Are good ideas really a dime a dozen?

It is a common belief among professionals and entrepreneurs that good ideas are a dime a dozen and that it is your ability to "execute" on an idea that really matters. I've always gone along with this "belief", but deep down I've never believed it, not for a moment. That may have something to do with my lack of significant success as an entrepreneur, but it is nonetheless how I feel.

I feel (and passionately believe) that so many ventures are quite lacking in really good ideas. There are plenty of "okay" ideas that got tossed around and talked up as if they were great ideas, but the simple fact is that it is also a common belief that great execution of a mediocre idea trumps mediocre execution of a good idea.

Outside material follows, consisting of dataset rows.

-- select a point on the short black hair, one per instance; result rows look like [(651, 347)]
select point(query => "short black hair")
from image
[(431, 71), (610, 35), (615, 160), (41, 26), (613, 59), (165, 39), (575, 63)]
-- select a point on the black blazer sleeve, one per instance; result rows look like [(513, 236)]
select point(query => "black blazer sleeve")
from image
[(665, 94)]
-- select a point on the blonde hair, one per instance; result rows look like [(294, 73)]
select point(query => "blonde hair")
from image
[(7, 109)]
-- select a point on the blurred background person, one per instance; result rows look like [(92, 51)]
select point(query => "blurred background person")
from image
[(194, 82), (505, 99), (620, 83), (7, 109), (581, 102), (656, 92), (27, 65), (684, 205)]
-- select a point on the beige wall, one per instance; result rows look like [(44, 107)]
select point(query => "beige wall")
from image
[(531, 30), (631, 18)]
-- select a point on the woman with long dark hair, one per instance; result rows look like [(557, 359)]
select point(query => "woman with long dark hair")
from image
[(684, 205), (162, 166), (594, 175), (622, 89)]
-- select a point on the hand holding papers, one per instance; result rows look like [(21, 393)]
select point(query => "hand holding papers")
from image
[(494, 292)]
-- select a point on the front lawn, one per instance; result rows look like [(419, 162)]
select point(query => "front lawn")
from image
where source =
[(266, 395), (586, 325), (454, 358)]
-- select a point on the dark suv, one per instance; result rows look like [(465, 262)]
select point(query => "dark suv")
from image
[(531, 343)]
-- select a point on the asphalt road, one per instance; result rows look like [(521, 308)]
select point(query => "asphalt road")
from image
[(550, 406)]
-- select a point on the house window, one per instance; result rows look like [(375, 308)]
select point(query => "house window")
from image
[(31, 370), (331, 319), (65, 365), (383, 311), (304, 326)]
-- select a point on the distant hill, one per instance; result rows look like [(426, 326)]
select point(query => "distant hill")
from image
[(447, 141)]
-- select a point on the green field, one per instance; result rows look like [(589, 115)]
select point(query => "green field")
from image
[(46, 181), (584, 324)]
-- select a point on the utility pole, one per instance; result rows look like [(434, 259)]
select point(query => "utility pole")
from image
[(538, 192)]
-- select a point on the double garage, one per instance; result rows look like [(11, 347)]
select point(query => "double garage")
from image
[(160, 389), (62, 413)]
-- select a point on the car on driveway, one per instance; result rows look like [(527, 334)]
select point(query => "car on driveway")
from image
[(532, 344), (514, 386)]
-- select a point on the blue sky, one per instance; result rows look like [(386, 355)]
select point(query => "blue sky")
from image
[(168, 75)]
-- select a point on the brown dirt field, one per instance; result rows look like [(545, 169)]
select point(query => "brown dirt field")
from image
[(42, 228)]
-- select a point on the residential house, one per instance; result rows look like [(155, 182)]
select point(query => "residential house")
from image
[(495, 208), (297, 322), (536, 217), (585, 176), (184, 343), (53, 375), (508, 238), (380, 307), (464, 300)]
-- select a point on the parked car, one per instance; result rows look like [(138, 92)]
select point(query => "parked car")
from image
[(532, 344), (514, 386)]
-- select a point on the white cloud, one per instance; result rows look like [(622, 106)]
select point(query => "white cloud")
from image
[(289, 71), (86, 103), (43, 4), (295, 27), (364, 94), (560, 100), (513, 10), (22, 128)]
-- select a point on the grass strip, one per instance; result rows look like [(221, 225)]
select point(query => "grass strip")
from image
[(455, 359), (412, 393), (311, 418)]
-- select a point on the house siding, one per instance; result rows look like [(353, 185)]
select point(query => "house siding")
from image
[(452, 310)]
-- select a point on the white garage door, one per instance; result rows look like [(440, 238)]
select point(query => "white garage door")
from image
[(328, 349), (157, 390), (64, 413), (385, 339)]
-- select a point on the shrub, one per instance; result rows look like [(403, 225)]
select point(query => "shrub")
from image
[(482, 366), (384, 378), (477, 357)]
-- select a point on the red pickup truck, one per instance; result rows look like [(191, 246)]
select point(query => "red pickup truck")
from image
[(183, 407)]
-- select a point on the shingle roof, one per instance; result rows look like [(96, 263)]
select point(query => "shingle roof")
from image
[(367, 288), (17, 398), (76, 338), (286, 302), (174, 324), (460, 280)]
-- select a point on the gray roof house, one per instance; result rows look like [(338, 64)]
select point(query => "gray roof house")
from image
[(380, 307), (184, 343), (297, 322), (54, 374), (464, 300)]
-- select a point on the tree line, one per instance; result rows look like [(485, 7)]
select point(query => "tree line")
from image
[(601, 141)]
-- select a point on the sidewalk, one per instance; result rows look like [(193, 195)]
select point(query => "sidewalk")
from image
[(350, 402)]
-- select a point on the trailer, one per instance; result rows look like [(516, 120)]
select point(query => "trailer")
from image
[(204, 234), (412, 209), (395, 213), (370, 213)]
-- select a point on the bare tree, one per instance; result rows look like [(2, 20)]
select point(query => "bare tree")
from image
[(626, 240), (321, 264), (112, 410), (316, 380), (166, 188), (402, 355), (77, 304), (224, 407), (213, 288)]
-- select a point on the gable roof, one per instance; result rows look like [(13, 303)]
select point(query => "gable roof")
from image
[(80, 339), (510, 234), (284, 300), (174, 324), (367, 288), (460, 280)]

That is one of the stumbling blocks that has prevented my from being a great entrepreneurial success. I've always looked for the better ideas and not been so great on the execution.

At heart, I'm an idea guy, not an execution guy. If you want entrepreneurial success, you've got to flip those priorities around.

Even if I had managed to do that flip, I would simply have risked having an entrepreneurial success which I wasn't passionately into. In other words, even if I achieved entrepreneurial success and was financially set for life, what would I do? I'd quit and focus on identifying, elaborating, and refining ideas.

Maybe there is no money in pursuing ideas, but that is what interests me most. My belief is that many of the big social, economic, political, and technological problems of the world are simply due to lack of sufficiently great ideas.

To answer my question, good ideas are not a dime a dozen,but an entrepreneur should answer: so what... execution is all that matters anyway.